The set of mandatory dependencies are:

  1. ArgoCD, Argo Rollout : TrueFoundry relies on ArgoCD Application object to deploy the applications inside a Kubernetes cluster. The infra applications are deployed in the default project in argocd while the user deployed applications are deployed in tfy-apps project. ArgoRollouts is used to power the rollout process of deployments - enabling blue-green, canary and different rollout strategies.
  2. Argo Workflows : Truefoundry uses ArgoRollouts to run the jobs deployed on the platform.
  3. Istio : Istio is used as the Ingress controller and also to power functionalities of Oauth authentication for Notebooks and traffic shaping abilities. Truefoundry doesn't impose the sidecar inject by default - its only done if we try to do request count based autoscaling or are trying to mirror or intercept traffic.

The rest of the dependencies are more use-case based and optional depending on if you are using that feature.

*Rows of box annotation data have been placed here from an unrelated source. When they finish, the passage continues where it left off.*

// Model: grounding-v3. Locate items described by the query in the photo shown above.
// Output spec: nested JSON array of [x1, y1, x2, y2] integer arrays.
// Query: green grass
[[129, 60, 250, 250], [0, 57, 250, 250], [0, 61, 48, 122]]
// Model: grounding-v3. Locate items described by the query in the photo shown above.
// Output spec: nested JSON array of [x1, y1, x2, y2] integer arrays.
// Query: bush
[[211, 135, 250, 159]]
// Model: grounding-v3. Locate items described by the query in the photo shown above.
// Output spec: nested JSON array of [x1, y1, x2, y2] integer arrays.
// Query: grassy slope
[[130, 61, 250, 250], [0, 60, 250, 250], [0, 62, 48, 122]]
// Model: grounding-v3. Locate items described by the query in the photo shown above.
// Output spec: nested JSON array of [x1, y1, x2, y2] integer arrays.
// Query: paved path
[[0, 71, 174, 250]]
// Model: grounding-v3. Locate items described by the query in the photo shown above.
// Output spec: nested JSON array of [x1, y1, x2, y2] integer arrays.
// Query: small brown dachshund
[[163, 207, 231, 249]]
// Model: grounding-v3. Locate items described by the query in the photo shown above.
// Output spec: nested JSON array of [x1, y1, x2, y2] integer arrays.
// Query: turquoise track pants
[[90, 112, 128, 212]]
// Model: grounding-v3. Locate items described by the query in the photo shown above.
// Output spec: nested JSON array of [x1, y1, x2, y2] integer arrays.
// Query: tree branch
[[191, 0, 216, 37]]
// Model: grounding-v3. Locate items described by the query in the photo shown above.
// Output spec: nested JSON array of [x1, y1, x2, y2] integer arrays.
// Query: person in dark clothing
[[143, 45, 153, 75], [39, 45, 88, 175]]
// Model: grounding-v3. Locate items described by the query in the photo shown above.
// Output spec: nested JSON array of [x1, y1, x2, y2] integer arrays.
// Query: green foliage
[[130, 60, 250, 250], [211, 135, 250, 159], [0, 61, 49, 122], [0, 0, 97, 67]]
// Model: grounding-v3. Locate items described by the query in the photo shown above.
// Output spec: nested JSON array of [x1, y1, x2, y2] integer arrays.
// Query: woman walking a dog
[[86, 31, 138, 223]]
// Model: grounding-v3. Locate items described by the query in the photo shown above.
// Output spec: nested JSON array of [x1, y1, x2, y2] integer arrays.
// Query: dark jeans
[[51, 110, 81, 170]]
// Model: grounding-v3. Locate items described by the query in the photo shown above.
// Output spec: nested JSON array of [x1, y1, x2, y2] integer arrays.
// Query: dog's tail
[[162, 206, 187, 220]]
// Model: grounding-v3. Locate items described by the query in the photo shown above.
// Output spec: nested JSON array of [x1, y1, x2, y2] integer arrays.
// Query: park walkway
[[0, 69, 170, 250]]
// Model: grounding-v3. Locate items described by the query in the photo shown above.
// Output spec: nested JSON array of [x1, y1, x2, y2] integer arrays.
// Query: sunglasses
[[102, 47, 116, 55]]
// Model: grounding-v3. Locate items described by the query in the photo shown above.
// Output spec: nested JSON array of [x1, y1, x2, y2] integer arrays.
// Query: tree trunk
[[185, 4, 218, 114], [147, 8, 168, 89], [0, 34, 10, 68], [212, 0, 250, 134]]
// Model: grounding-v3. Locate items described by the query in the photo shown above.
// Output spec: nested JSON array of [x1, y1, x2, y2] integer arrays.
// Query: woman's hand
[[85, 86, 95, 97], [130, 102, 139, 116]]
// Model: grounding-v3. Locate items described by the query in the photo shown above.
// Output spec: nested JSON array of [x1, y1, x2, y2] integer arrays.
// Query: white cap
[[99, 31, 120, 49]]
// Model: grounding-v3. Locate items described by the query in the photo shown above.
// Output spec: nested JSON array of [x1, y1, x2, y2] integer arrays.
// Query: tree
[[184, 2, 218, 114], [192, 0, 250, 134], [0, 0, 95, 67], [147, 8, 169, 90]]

  1. Keda for workload Autoscaling: Truefoundry uses Keda to autoscale your workloads based on time, requests count, CPU or queue length.
  2. Prometheus for Metrics: Prometheus powers the metrics dashboard in Truefoundry. Prometheus also helps provide some of the metrics for autoscaling.
  3. Loki for Logs: The logs feature in Truefoundry is powered via Loki. This is optional and you can choose to provide your own logging solution.
  4. GPU operator : This is Truefoundry provided helm chart for brining up GPU nodes in different clouds. Its based on Nvidia's GPU operator.
  5. Grafana : You can install the Truefoundry grafana helm chart that comes with a lot of inbuilt dashboards for cluster monitoring.

AWS Specific Components:

  1. Metrics-Server: This is required on AWS EKS cluster for metrics collection.
  2. AWS Ebs CSI Driver : This is required for supporting EBS volumes on EKS cluster.
  3. AWS Efs CSI Driver : Required for supporting EFS volumes for EFS cluster.
  4. TFY Inferentia operator : This is required for supporting Inferentia machines on EKS.

Azure Specific Components:

  1. Cert-Manager : This is needed for provisioning certificates on Azure AKS cluster.